What if there was a class that attempted to cover all of space or all of time?

I was curious about this, so I chose the shortest scale of each, divided up the power of tens, then spread them out over the course of 10 to 12 weeks.

For example, for time, I chose 1 year as the smallest range to look at – the first week’s topic would cover the past 10 years. Then, since the universe is about 12 billion years old, or 1.2 \times 10^{10} years, each week would look back another factor of 10 years. The 2nd week would cover the period from 100 years ago to 10 years ago, and so on.

In practice, this would be the topic coverage for a 1-semester history lesson (I’m obviously glossing over some important topics):

“History” Class

Week Years ago Topic
1 10 a Last 10 years
2 100 a World Wars, information age
3 1000 a modern religion, science, industry
4 10,000 a development of human agriculture
5 100,000 a development of clothing, fishing, domestic animals, art
6 1 Ma Homo erectus, neanderthals, Homo sapiens, controlled fire
7 10 Ma beginning of horses, insect diversification, chimpanzee and human ancestors divide, mammoths, ice age
8 100 Ma whales return to sea, bees, T. rex, South America leaves Antarctica, Atlantic Ocean forms
9 1 Ga possible Snowball Earth, first protozoa, worms, fungi, arthropods, continents shift, land-dwelling life starts, Pangea, dinosaurs
10 10 Ga Big Bang, galaxies form, solar system and Earth form.

“Geography” class

On the other side of things, a space-centered class could break down like this:

Week Distance away Topic
1 100 m South Loop, Chicago
2 10 km Chicago
3 1000 km Midwest USA
4 100,000 km Earth
5 1 au The sun and inner planets
6 10 au All planets in the solar system
7 1000 au Kuiper belt on edge of our solar system
8 1 ly Oort Cloud on edge of our solar system, nearest star Proxima Centauri
9 100 ly local stellar neighborhood
10 10,000 ly Milky Way Galaxy
11 1 Mly Local Group (of galaxies)
12 100 Mly Observable universe

Kinda puts things in perspective for me. I forget, sometimes, how big our solar system is, and how recent humans came into being.

Additionally, it strikes me how interdisciplinary either of these courses would need to be. Crossing scales of time and space requires different lenses and tools.

Perspective and proper citation

This might sound cheesy, but I find it incredible that we live on a planet that is so very small on the cosmic scale, but so big on a human scale. How insignificant we are, yet how important our actions are on a human scale.

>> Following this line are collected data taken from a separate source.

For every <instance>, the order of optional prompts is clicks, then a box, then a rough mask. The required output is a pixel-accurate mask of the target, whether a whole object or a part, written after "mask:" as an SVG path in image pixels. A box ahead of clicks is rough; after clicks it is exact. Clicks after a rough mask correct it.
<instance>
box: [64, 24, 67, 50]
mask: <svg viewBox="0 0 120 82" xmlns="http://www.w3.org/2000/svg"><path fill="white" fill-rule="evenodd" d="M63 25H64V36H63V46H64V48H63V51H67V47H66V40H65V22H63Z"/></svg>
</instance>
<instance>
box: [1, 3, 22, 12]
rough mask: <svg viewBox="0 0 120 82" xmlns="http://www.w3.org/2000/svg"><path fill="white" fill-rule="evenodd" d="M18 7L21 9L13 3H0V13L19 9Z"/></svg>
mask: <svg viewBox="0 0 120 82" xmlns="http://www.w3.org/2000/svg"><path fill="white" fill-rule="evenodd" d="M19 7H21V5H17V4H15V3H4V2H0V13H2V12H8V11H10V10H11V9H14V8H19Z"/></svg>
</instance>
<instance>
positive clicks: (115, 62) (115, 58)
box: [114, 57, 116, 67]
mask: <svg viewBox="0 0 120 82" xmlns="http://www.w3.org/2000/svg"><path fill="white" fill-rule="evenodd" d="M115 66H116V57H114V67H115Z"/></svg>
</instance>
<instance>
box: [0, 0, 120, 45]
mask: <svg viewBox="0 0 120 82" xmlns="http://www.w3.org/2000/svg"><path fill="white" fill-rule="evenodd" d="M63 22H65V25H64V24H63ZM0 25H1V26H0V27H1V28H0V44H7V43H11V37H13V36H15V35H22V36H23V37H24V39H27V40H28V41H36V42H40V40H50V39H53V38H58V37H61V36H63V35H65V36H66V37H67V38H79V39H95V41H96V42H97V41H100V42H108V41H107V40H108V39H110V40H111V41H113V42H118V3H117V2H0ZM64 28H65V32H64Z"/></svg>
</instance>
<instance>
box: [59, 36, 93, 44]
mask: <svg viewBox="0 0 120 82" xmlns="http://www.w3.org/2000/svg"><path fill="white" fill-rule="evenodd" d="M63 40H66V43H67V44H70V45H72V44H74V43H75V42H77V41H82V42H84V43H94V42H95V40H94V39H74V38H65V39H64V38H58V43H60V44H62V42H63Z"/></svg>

Yuri's Planet, horizon of Earth with lens flare from sun

Earth, as seen from the International Space Station
(Image Credit: ISS Expedition 7 Crew, EOL, NASA)

Also, I found this image while searching for a space picture for my business card (custom-made here). I was looking specifically for images of the Earth seen from space. I honed in on this one and wanted to find out where the original was. As it turned out, many many people had reposted it without citing the source. I eventually used tineye to hunt down all instances of this image on the internet, to bring you the source that the photo is linked to above.

I’m still not sure whether I have permission to use this on a business card. I read their image use guidelines, but I couldn’t figure out whether this would count as “advertising” or not, so I emailed the contact on their advertising guidelines page. I’ll update this page when I hear back from them.